Há séculos que os especialistas tentam decifrar o rosto da Mona Lisa. Com o retrato, Leonardo da Vinci parece desafiar os admiradores de arte a adivinhar quais são as emoções que a protagonista do quadro transmite.
Na Universidade de Amesterdão, uma equipa de neurocientistas submeteu a imagem a uma análise, através do uso de programas de reconhecimento emocional. O computador procurou diferenças no que diz respeito a uma expressão neutra: alargamento nasal ou rugas nos olhos. Assim, os especialistas concluíram que a Mona Lisa transmite 83% de felicidade. Também detetaram outras emoções: 9% de nojo, 6% de medo e 2% de raiva.
Contudo, escreve o The Conversation, estes programas de computador ainda são rudimentares, pois não captam nuances, sugestões de desejo ou deceção. Em contraste, o cérebro humano evoluiu para capturar qualquer mudança na expressão facial, mesmo que esta seja mínima. Assim sendo, neste campo o ser humano é superior à máquina.
Ao longo dos séculos, vários especialistas têm tentado encontrar respostas. No século XIX, o poeta e dramaturgo Théophile Gautier foi um dos primeiros a colocar a questão sobre as emoções que a imagem passava.

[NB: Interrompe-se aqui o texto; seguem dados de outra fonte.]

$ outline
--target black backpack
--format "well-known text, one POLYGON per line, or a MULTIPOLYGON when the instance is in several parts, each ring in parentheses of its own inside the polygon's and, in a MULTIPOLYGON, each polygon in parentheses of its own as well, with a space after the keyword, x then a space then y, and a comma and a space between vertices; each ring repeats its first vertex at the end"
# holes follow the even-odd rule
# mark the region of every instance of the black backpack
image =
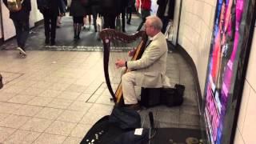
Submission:
POLYGON ((104 116, 90 128, 80 144, 147 144, 149 129, 144 129, 142 135, 134 134, 135 129, 140 127, 138 112, 114 107, 110 115, 104 116))
POLYGON ((50 8, 50 1, 49 0, 37 0, 38 9, 42 10, 46 10, 50 8))

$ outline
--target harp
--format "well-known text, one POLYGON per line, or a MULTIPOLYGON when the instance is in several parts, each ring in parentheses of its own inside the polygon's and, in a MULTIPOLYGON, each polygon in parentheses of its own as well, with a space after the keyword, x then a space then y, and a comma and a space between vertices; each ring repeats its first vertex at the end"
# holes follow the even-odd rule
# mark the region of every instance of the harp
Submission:
MULTIPOLYGON (((118 86, 118 88, 114 93, 114 90, 111 86, 111 83, 110 81, 109 75, 109 58, 110 58, 110 43, 114 41, 121 41, 124 43, 130 43, 141 38, 142 40, 139 42, 138 46, 136 47, 136 51, 134 55, 132 57, 131 60, 136 60, 142 57, 146 44, 147 42, 147 35, 145 31, 139 31, 131 35, 127 35, 121 32, 118 32, 115 30, 112 29, 105 29, 102 30, 99 34, 100 38, 102 38, 103 42, 103 65, 104 65, 104 74, 106 83, 107 88, 113 98, 113 100, 116 105, 123 105, 123 98, 122 98, 122 84, 121 82, 118 86)), ((126 70, 127 72, 128 70, 126 70)))

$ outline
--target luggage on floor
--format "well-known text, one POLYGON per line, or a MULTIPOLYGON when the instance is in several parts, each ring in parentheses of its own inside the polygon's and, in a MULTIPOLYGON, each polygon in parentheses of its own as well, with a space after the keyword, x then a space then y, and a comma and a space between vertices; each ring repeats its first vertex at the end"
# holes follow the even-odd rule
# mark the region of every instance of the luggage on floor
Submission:
POLYGON ((98 120, 87 132, 81 144, 147 144, 149 129, 141 131, 139 114, 125 107, 114 107, 110 115, 98 120), (134 134, 142 132, 138 134, 134 134), (138 132, 139 131, 139 132, 138 132))
POLYGON ((181 106, 183 102, 185 86, 176 84, 174 88, 142 88, 141 105, 152 107, 158 105, 181 106))

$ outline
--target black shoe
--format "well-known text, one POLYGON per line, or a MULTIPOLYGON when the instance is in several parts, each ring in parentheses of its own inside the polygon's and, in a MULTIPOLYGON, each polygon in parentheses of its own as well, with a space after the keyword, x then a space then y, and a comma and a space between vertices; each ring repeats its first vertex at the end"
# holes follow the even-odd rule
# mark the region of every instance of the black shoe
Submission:
POLYGON ((141 106, 139 105, 139 103, 125 105, 125 107, 126 107, 127 109, 134 110, 141 110, 141 106))
POLYGON ((46 38, 46 41, 45 41, 45 43, 46 44, 49 44, 50 43, 50 40, 46 38))

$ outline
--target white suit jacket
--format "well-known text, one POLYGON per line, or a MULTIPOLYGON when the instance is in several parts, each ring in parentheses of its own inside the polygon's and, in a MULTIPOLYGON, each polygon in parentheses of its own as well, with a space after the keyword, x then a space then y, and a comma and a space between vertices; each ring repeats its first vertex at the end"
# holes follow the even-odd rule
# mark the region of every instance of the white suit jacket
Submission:
POLYGON ((159 32, 152 38, 142 58, 128 61, 127 67, 135 74, 135 83, 142 87, 170 87, 166 76, 168 47, 165 35, 159 32))

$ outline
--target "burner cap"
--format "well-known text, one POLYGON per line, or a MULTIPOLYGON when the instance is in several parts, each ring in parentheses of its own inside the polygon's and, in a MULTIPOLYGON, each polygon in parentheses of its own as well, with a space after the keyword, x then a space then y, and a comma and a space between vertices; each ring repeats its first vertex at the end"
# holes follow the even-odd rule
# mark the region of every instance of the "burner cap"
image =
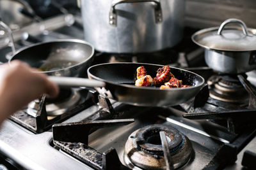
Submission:
POLYGON ((193 148, 187 137, 171 126, 151 125, 138 129, 128 138, 124 153, 124 160, 128 167, 164 169, 166 164, 160 131, 165 132, 174 168, 189 161, 193 148))
POLYGON ((154 125, 145 126, 136 133, 134 141, 137 144, 137 147, 148 153, 163 155, 160 131, 164 131, 171 152, 177 150, 182 146, 184 140, 182 141, 178 130, 170 126, 154 125))

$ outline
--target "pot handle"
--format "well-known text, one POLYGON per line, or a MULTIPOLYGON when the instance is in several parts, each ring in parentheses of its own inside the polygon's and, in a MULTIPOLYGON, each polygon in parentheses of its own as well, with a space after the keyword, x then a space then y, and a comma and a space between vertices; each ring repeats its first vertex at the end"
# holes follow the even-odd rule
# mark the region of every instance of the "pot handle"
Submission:
POLYGON ((152 2, 154 3, 155 20, 156 23, 160 23, 163 20, 162 10, 159 0, 113 0, 111 4, 111 8, 109 12, 109 25, 116 27, 117 15, 115 8, 116 5, 123 3, 135 3, 152 2))
POLYGON ((9 39, 12 43, 12 50, 13 55, 14 55, 15 53, 15 46, 14 46, 14 40, 13 40, 13 36, 12 35, 12 29, 9 27, 8 25, 5 24, 4 22, 3 22, 3 21, 1 21, 1 20, 0 20, 0 25, 1 25, 4 29, 6 29, 9 33, 9 39))
POLYGON ((243 22, 242 20, 236 19, 236 18, 230 18, 227 19, 225 21, 224 21, 221 25, 220 25, 219 29, 218 30, 218 34, 220 35, 221 34, 222 30, 224 29, 224 27, 230 23, 232 24, 236 24, 242 27, 243 29, 243 32, 244 32, 244 35, 248 36, 248 32, 247 30, 247 27, 246 25, 245 25, 244 22, 243 22))

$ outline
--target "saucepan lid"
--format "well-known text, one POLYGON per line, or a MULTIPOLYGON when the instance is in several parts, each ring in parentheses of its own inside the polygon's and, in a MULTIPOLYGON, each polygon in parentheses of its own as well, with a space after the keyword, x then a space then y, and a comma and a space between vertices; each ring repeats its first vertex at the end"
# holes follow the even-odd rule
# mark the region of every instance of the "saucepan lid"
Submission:
POLYGON ((245 24, 236 18, 224 21, 220 27, 200 30, 192 36, 198 45, 208 50, 244 52, 256 50, 256 29, 248 29, 245 24), (226 26, 236 24, 241 27, 226 26))

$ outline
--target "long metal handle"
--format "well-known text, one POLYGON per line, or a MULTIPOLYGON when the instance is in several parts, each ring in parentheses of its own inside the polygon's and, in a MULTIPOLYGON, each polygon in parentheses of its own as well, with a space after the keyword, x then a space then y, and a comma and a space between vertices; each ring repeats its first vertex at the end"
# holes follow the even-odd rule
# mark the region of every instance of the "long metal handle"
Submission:
POLYGON ((105 83, 88 78, 64 76, 48 76, 50 81, 63 87, 104 87, 105 83))
POLYGON ((227 24, 230 23, 236 24, 241 25, 243 29, 243 32, 244 32, 244 35, 246 36, 248 35, 246 25, 245 25, 244 22, 243 22, 242 20, 236 18, 230 18, 224 21, 221 24, 221 25, 220 25, 220 28, 218 30, 218 34, 220 35, 221 34, 222 30, 224 29, 224 27, 227 24))
POLYGON ((116 26, 117 16, 115 10, 116 5, 123 3, 154 3, 156 6, 155 19, 156 23, 161 22, 163 20, 162 10, 161 8, 161 3, 159 0, 113 0, 111 4, 111 8, 109 12, 109 24, 111 25, 116 26))

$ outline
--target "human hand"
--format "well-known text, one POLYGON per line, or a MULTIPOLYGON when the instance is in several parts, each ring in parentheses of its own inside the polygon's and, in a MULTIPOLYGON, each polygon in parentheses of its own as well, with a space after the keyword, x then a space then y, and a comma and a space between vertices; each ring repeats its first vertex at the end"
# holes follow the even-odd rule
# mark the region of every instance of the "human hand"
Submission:
POLYGON ((0 66, 0 121, 43 94, 54 97, 59 92, 57 85, 45 74, 35 72, 35 69, 20 61, 10 64, 0 66))

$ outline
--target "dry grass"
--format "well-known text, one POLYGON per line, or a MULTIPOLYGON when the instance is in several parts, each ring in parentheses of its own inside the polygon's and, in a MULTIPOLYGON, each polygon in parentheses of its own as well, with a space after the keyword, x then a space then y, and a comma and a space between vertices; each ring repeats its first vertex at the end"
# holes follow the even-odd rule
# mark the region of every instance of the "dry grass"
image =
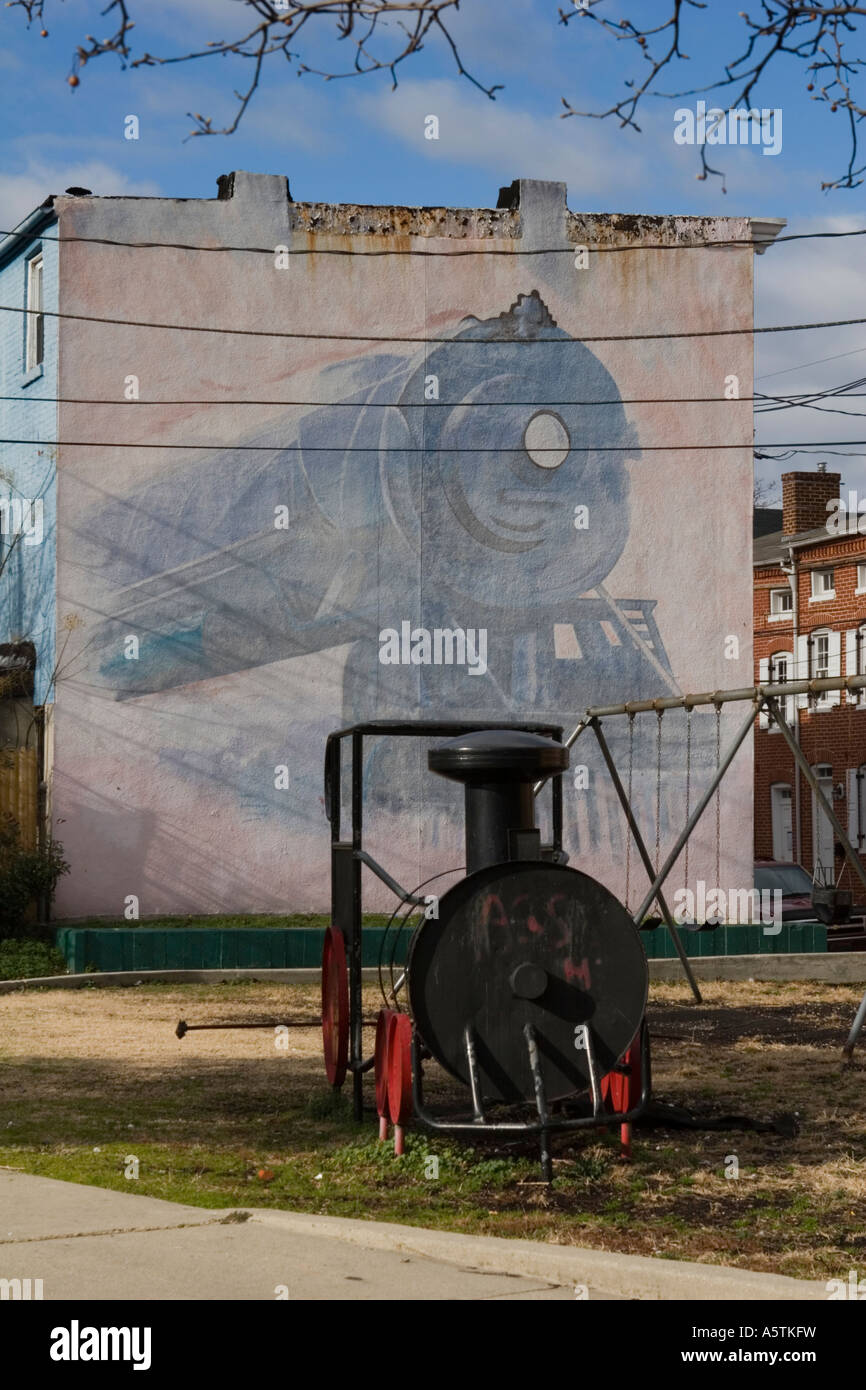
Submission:
MULTIPOLYGON (((316 1026, 174 1036, 188 1022, 313 1019, 318 990, 142 986, 0 997, 0 1162, 203 1205, 335 1215, 531 1236, 813 1277, 866 1269, 866 1038, 842 1069, 860 990, 824 984, 685 986, 651 998, 653 1093, 699 1118, 796 1118, 798 1133, 641 1129, 623 1165, 612 1136, 556 1143, 556 1182, 531 1147, 418 1136, 405 1161, 334 1105, 316 1026), (424 1159, 441 1158, 441 1177, 424 1159), (731 1155, 738 1177, 727 1177, 731 1155), (263 1184, 260 1166, 275 1173, 263 1184)), ((366 991, 375 1016, 377 991, 366 991)), ((370 1031, 370 1045, 373 1033, 370 1031)), ((452 1083, 431 1072, 431 1098, 452 1083)), ((371 1087, 370 1087, 371 1098, 371 1087)), ((784 1123, 781 1125, 784 1129, 784 1123)))

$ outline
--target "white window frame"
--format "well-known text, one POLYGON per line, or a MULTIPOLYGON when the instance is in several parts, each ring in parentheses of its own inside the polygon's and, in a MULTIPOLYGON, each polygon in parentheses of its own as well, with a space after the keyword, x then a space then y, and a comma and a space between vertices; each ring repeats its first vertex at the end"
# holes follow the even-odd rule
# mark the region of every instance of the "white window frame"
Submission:
POLYGON ((785 585, 784 589, 783 588, 770 589, 770 614, 769 614, 769 617, 770 617, 770 623, 785 623, 785 621, 791 623, 792 621, 792 619, 794 619, 794 595, 791 594, 791 589, 788 588, 788 585, 785 585), (787 599, 788 599, 788 606, 787 607, 774 607, 773 606, 773 600, 776 599, 777 594, 784 594, 787 596, 787 599))
MULTIPOLYGON (((810 667, 809 669, 809 680, 820 681, 820 680, 833 678, 834 676, 840 676, 841 674, 841 645, 842 645, 841 632, 837 632, 835 628, 833 628, 833 627, 816 627, 812 632, 809 632, 809 641, 812 644, 812 646, 810 646, 810 653, 812 655, 810 655, 810 662, 809 662, 809 667, 810 667), (834 641, 834 638, 835 638, 835 641, 834 641), (817 663, 817 644, 819 644, 819 641, 826 641, 827 642, 827 663, 826 663, 826 666, 820 666, 820 667, 819 667, 819 663, 817 663), (837 645, 838 645, 838 649, 834 651, 834 648, 837 648, 837 645), (833 669, 835 664, 838 664, 838 667, 840 667, 838 671, 834 671, 834 669, 833 669)), ((840 692, 838 691, 824 691, 822 695, 815 695, 813 696, 812 709, 813 710, 834 709, 835 705, 838 705, 838 703, 840 703, 840 692)))
POLYGON ((36 371, 44 361, 44 260, 42 252, 26 263, 26 328, 24 342, 24 370, 36 371), (31 313, 36 310, 36 313, 31 313))
POLYGON ((812 570, 812 596, 809 599, 809 603, 827 603, 828 599, 834 599, 834 598, 835 598, 835 569, 834 569, 834 566, 830 564, 830 566, 827 566, 823 570, 812 570), (831 577, 831 581, 833 581, 828 589, 826 589, 823 587, 817 587, 817 584, 816 584, 819 575, 826 575, 826 574, 828 574, 831 577))
MULTIPOLYGON (((773 655, 770 656, 770 660, 769 660, 767 673, 769 673, 769 684, 770 685, 787 685, 788 681, 792 681, 794 680, 794 652, 773 652, 773 655), (787 666, 787 671, 785 671, 784 676, 778 674, 778 663, 780 662, 784 662, 785 666, 787 666)), ((794 723, 794 695, 783 695, 781 696, 781 710, 780 710, 780 713, 781 713, 781 717, 784 719, 785 724, 788 727, 791 727, 791 724, 794 723)), ((769 728, 770 734, 781 734, 781 728, 778 727, 778 724, 774 720, 770 720, 770 723, 767 724, 767 728, 769 728)))
POLYGON ((794 863, 794 795, 791 783, 770 783, 770 835, 773 837, 773 859, 776 859, 778 863, 792 865, 794 863), (788 795, 784 799, 788 802, 791 808, 791 852, 790 855, 784 856, 776 853, 776 801, 777 801, 776 792, 778 791, 787 791, 788 795))

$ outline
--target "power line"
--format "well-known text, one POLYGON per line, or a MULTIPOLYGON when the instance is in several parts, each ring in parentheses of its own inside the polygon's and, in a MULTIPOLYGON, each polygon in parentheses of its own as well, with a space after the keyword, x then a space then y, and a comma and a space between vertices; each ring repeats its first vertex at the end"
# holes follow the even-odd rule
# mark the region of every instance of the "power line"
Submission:
POLYGON ((831 357, 816 357, 815 361, 801 361, 796 367, 783 367, 781 371, 766 371, 760 377, 755 377, 755 381, 771 381, 773 377, 787 377, 792 371, 805 371, 806 367, 820 367, 824 361, 838 361, 840 357, 856 357, 858 353, 866 352, 866 348, 852 348, 851 352, 837 352, 831 357))
POLYGON ((161 328, 188 334, 224 334, 235 338, 292 338, 304 342, 417 343, 420 346, 450 343, 459 348, 477 348, 488 343, 512 343, 520 348, 534 348, 537 343, 573 346, 574 343, 667 342, 677 338, 740 338, 753 334, 792 334, 803 332, 809 328, 851 328, 855 324, 866 324, 866 318, 827 318, 813 324, 774 324, 762 328, 706 328, 678 334, 594 334, 581 338, 418 338, 411 334, 302 334, 274 328, 210 328, 203 324, 164 324, 140 318, 107 318, 100 314, 70 314, 50 309, 22 309, 18 304, 0 304, 0 313, 33 314, 42 318, 68 318, 83 324, 113 324, 118 328, 161 328))
MULTIPOLYGON (((545 407, 550 410, 559 410, 566 406, 730 406, 737 402, 741 403, 766 403, 766 409, 759 409, 756 414, 771 414, 776 410, 792 410, 801 406, 810 406, 813 400, 823 400, 824 398, 835 396, 837 391, 844 391, 844 388, 827 388, 826 392, 802 392, 801 395, 809 399, 796 399, 795 396, 767 396, 763 392, 755 396, 617 396, 610 400, 238 400, 238 399, 214 399, 196 400, 193 398, 186 398, 183 400, 140 400, 140 399, 122 399, 117 398, 113 400, 106 400, 95 396, 0 396, 0 400, 14 400, 22 406, 149 406, 154 409, 156 406, 304 406, 309 409, 341 409, 341 410, 477 410, 498 407, 500 410, 509 410, 512 407, 528 406, 535 410, 544 411, 545 407), (771 402, 781 402, 781 404, 771 404, 771 402)), ((844 396, 847 400, 859 399, 866 396, 863 391, 852 391, 844 396)), ((815 406, 820 410, 820 406, 815 406)), ((840 410, 838 414, 866 414, 862 410, 840 410)))
MULTIPOLYGON (((203 202, 209 202, 203 199, 203 202)), ((328 232, 327 228, 297 228, 300 232, 313 231, 316 235, 331 235, 331 236, 363 236, 361 231, 357 232, 328 232)), ((617 228, 613 228, 617 231, 617 228)), ((24 236, 28 234, 18 231, 3 231, 0 229, 0 236, 24 236)), ((389 235, 377 232, 373 235, 389 235)), ((398 234, 392 234, 398 235, 398 234)), ((406 232, 399 235, 417 236, 417 232, 406 232)), ((446 232, 432 234, 448 236, 446 232)), ((866 236, 866 228, 856 228, 849 232, 788 232, 784 236, 762 238, 762 236, 730 236, 720 238, 712 242, 634 242, 632 245, 624 246, 585 246, 591 256, 609 256, 619 254, 620 252, 696 252, 696 250, 717 250, 726 246, 778 246, 783 242, 808 242, 808 240, 827 240, 845 236, 866 236)), ((178 250, 178 252, 211 252, 222 253, 227 252, 245 252, 250 256, 272 256, 274 246, 199 246, 195 242, 129 242, 113 236, 50 236, 46 234, 36 234, 33 239, 43 242, 88 242, 95 246, 125 246, 129 250, 178 250)), ((480 239, 480 238, 475 238, 480 239)), ((491 236, 491 240, 500 240, 502 238, 491 236)), ((541 249, 524 249, 524 250, 510 250, 507 247, 468 247, 466 250, 418 250, 414 247, 403 246, 386 246, 375 247, 371 250, 350 250, 342 246, 304 246, 297 247, 297 250, 289 250, 291 256, 359 256, 359 257, 381 257, 381 256, 417 256, 417 257, 445 257, 445 256, 574 256, 577 250, 584 250, 582 242, 575 242, 571 246, 545 246, 541 249)))
MULTIPOLYGON (((866 392, 863 392, 866 395, 866 392)), ((778 400, 778 396, 623 396, 610 400, 96 400, 86 396, 0 396, 0 400, 17 400, 19 404, 44 406, 327 406, 345 410, 461 410, 496 406, 502 410, 512 406, 532 406, 535 410, 559 410, 563 406, 687 406, 720 404, 778 400)), ((799 402, 792 402, 799 404, 799 402)))

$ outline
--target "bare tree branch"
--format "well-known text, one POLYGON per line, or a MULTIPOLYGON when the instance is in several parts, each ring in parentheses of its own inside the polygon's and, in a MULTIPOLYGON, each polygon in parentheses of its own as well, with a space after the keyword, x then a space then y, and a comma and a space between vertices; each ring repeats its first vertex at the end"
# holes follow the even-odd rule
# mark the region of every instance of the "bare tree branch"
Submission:
MULTIPOLYGON (((601 0, 589 0, 585 7, 560 7, 560 24, 567 26, 580 18, 598 24, 617 43, 626 42, 637 47, 649 71, 639 83, 637 79, 626 81, 628 96, 614 101, 605 111, 580 111, 563 97, 562 104, 566 108, 562 113, 563 118, 580 115, 603 121, 607 117, 614 117, 620 126, 630 125, 639 132, 641 126, 635 114, 644 97, 676 100, 726 88, 735 92, 727 104, 727 111, 738 107, 748 108, 759 83, 767 74, 767 68, 784 53, 805 64, 805 86, 812 101, 823 101, 831 111, 848 114, 848 167, 838 178, 823 182, 822 189, 859 188, 863 183, 866 164, 858 165, 858 126, 866 115, 866 108, 859 104, 852 83, 860 75, 865 60, 851 56, 847 46, 859 32, 856 21, 866 17, 866 4, 760 0, 760 18, 752 19, 744 10, 740 11, 740 18, 746 29, 745 49, 733 61, 721 64, 723 75, 706 86, 687 88, 681 92, 660 92, 656 86, 659 74, 669 65, 673 71, 674 64, 689 61, 688 54, 681 49, 683 21, 687 10, 706 10, 708 4, 701 3, 701 0, 671 0, 670 17, 663 24, 645 28, 632 19, 612 21, 603 18, 595 13, 599 3, 601 0), (666 44, 663 50, 657 47, 659 40, 666 44), (653 51, 657 51, 659 56, 653 57, 653 51)), ((721 171, 710 168, 706 163, 705 146, 701 146, 701 174, 696 175, 701 179, 706 178, 708 174, 724 178, 721 171)))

Por sua vez, Sigmund Freud, o pai da psicanálise, considerou que o sorriso lembrava a mãe de Da Vinci – de quem este se separou muito cedo.
Já no século XXI, a neurociência também tentou encontrar respostas. A neurobióloga Margaret Livingstone observou que a Mona Lisa parece sorrir, especialmente quando observada ao longe. De perto, olhando nos olhos dela, esta ainda sorri. Porém, ao olhar diretamente para a boca, o sorriso não é encontrado. Os lábios estão contraídos, sem a típica curvatura que espelha alegria. A questão é: onde está o misterioso sorriso?
Visão central e periférica
Esta questão pode ter uma resposta científica – e estar nos olhos do próprio observador. O olho humano, pode ler-se no artigo do The Conversation, possui dois tipos de visão: central e periférica.
A visão central tem uma resolução maior devido à concentração de fotorreceptores em cone no centro da retina, na fóvea. Portanto, é especializado em altas frequências espaciais. Ou seja, linhas fortes e contrastes. A visão central captura detalhes específicos.
Por sua vez, a visão periférica deteta baixas frequências em áreas desfocadas. O seu objetivo não é detetar detalhes, mas sim zonas mais amplas. O resultado final do processamento visual parece uma fotografia de um rosto bem definido no primeiro plano, enquanto a paisagem circundante acaba por ficar mais desfocada.
O sfumato
Estas diferenças podem ser explicadas pelo facto de Leonardo da Vinci ter pintado o sorriso com pinceladas suaves usando uma nova técnica, o sfumato. Aplicando camadas muito finas de pigmento, bem diluídas, estas sobrepõe-se aos tons translúcidos, construindo uma expressão subtil.
Consequentemente, o sorriso não é percetível na perspetiva da nossa visão central, que deteta características definidas. O sorriso emite frequências baixas e só é captado pela visão periférica, com o canto do olho.
O artista renascentista desenvolveu essa técnica nos últimos anos, a partir de 1513. Da Vinci experimentou novas formas de graduar as sombras – muitas das vezes com os dedos. Foi assim que conseguiu criar a Mona Lisa. O pintor descreveu o sfumato como “sem linhas ou bordas, como fumaça” ou “além do plano de foco”.
Esta estratégia do pintor foi consequência de uma mistura de observação e intuição, perceção e lógica. Não se trata apenas de arte, mas também uma ciência obtida após uma vida inteira de pesquisas.